10 Eylül 2011 Cumartesi

Tam ortasındaydık hayatın...

40 yaşıma girmeye günler var ve ben kendimi başka bir ruh hali içinde buldum. Uzunca düşündükten sonra da bunun orta yaş bunalımı olduğuna karar verdim.

Burası öyle bir nokta ki, bu ana kadar sizin için belirsiz olan hedefler, toplumun çizdiği sahneler netlik kazanırken sizin için çok daha belirli olan olaylar ise belirsizlik haline giriyor. Karışık ama açıklayacağım şimdi.

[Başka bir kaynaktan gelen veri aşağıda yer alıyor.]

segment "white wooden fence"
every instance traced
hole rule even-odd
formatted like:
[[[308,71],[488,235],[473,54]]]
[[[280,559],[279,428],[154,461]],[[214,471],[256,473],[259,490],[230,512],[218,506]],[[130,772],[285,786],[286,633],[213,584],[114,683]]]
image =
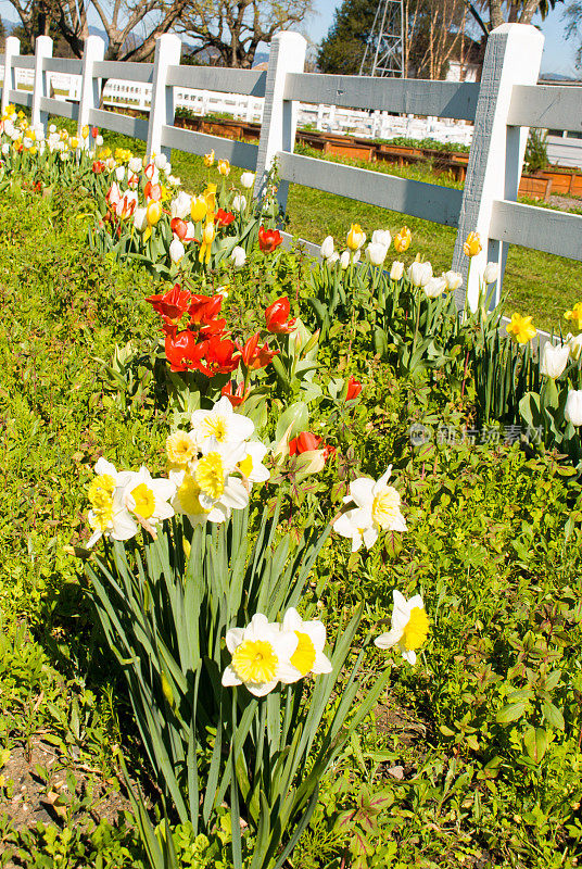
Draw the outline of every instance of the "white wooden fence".
[[[214,149],[218,158],[256,171],[256,193],[277,161],[283,206],[289,184],[294,182],[457,227],[453,267],[466,276],[463,242],[477,230],[483,251],[473,259],[468,279],[471,303],[488,261],[498,262],[503,274],[509,243],[582,261],[582,216],[516,202],[528,128],[582,131],[582,87],[535,84],[543,36],[534,27],[504,24],[493,30],[480,84],[306,74],[306,43],[294,33],[275,37],[266,72],[181,66],[180,47],[177,36],[165,35],[156,42],[153,63],[117,63],[104,61],[103,40],[90,36],[81,61],[59,60],[52,58],[48,37],[37,39],[34,56],[22,56],[18,40],[9,37],[2,110],[15,102],[30,108],[35,124],[46,124],[49,113],[76,118],[79,130],[84,124],[94,124],[147,142],[148,154],[163,150],[169,156],[173,148],[203,154]],[[33,91],[16,89],[17,68],[34,71]],[[80,76],[78,104],[49,96],[50,73]],[[99,109],[101,81],[110,78],[151,84],[149,121]],[[180,88],[264,98],[258,146],[175,127],[174,98]],[[294,154],[300,101],[473,124],[465,189]],[[325,235],[325,227],[321,231]]]

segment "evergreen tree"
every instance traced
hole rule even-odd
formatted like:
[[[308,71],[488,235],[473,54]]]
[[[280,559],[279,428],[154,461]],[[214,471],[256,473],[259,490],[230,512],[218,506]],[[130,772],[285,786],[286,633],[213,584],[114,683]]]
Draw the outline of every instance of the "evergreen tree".
[[[343,0],[317,52],[317,65],[322,73],[359,73],[377,8],[378,0]]]

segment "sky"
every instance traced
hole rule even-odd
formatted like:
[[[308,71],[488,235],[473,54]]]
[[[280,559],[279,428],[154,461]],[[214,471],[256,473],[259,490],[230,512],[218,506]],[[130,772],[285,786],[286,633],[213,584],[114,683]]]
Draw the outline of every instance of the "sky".
[[[549,13],[545,22],[536,15],[534,24],[539,25],[545,36],[544,56],[542,59],[543,73],[561,73],[562,75],[580,76],[574,66],[574,48],[570,41],[565,40],[565,27],[561,20],[562,10],[574,0],[566,0],[564,4]],[[341,0],[314,0],[315,13],[305,22],[304,30],[314,42],[319,42],[327,34],[332,21],[333,12]],[[14,7],[9,0],[0,0],[0,15],[12,22],[16,21]],[[582,30],[582,23],[581,23]]]

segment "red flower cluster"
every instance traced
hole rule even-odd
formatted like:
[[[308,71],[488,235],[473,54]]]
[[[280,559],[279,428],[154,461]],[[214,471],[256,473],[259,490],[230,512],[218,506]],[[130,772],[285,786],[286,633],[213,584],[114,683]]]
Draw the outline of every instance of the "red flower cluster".
[[[298,434],[296,438],[289,441],[289,455],[301,455],[302,453],[309,453],[313,450],[322,450],[326,461],[336,452],[334,446],[331,446],[329,443],[324,443],[322,438],[311,431],[302,431],[301,434]]]
[[[278,229],[265,229],[264,226],[258,229],[258,247],[263,253],[273,253],[279,247],[283,237]]]

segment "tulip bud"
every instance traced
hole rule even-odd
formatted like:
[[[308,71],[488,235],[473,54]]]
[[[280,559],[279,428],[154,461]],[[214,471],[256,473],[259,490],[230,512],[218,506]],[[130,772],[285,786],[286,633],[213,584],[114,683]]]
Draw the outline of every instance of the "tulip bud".
[[[545,374],[546,377],[551,377],[553,380],[555,380],[560,376],[560,374],[562,374],[564,369],[568,365],[569,356],[570,348],[568,344],[557,344],[554,347],[554,344],[552,344],[549,341],[546,341],[542,351],[542,364],[540,366],[540,373]]]
[[[571,389],[568,392],[564,416],[573,426],[582,426],[582,389]]]
[[[390,280],[400,280],[404,275],[404,263],[400,260],[394,260],[392,268],[390,269]]]
[[[328,236],[324,239],[324,243],[321,244],[321,256],[324,260],[329,260],[330,256],[333,256],[333,237]]]
[[[246,262],[246,251],[244,248],[241,248],[239,244],[237,244],[237,247],[232,249],[230,261],[235,265],[235,268],[242,268]]]
[[[458,290],[463,286],[463,275],[458,272],[443,272],[442,277],[446,284],[446,289],[451,292]]]
[[[169,245],[169,259],[173,263],[179,263],[186,253],[186,249],[179,238],[175,238]]]
[[[392,236],[390,235],[390,229],[375,229],[374,232],[371,234],[371,243],[383,244],[388,251],[388,249],[392,244]]]
[[[483,280],[485,284],[494,284],[499,278],[499,266],[497,263],[488,263],[483,272]]]
[[[388,254],[388,248],[383,244],[371,243],[366,248],[366,260],[371,265],[382,265]]]

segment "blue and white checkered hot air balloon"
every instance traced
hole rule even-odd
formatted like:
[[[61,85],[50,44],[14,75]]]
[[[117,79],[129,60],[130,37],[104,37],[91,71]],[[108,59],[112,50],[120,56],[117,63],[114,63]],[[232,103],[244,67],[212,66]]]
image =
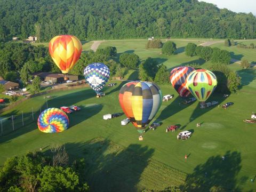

Yani 20'li yaşlarımı düşünüyorum mesela, kariyer hedeflerim vardı, evlenecek miyim, çocuk sahibi olacak mıyım gibi sorularım vardı kafamda, kuracağım yeni hayat önümde uzanıyordu. Hepsi belirsiz birer hedef halinde havada uçuşuyorlardı. Yani, daha çok gelecekte yaşıyor gibiydim. O zamanki halimi tanımlamam gerekirse, gerçek hayatıma hazırlık yapıyor gibi hissediyordum kendimi.

Şu ana baktığım zaman ise, bunların hepsi bir raya oturdu. Kariyer olarak nereye gelebileceğim konusu netlik kazandığı gibi emekli hayatına (evet, bu konuda biraz şanslı hissediyorum kendimi) da geçiş yaptım. Kiminle evleneceğimi artık merak etmiyorum, zira 10 yıllık evli ve 1 çocuk sahibiyim. Dediğim gibi, Bundan 20 sene önce benim için belirsiz birer yol çizgisi olan her şey bugün artık belirli.

Ancak ne mutlu ki, bu anlamda hayatın sonuna ermedim, yani unumu eleyip eleğimi asma durumunda değilim. Ortalama ömür beklentisinin uzadığı bu yakın çağda, yaklaşık olarak bir bu yaşadığım kadar daha yaşayacağımızı var sayıyoruz.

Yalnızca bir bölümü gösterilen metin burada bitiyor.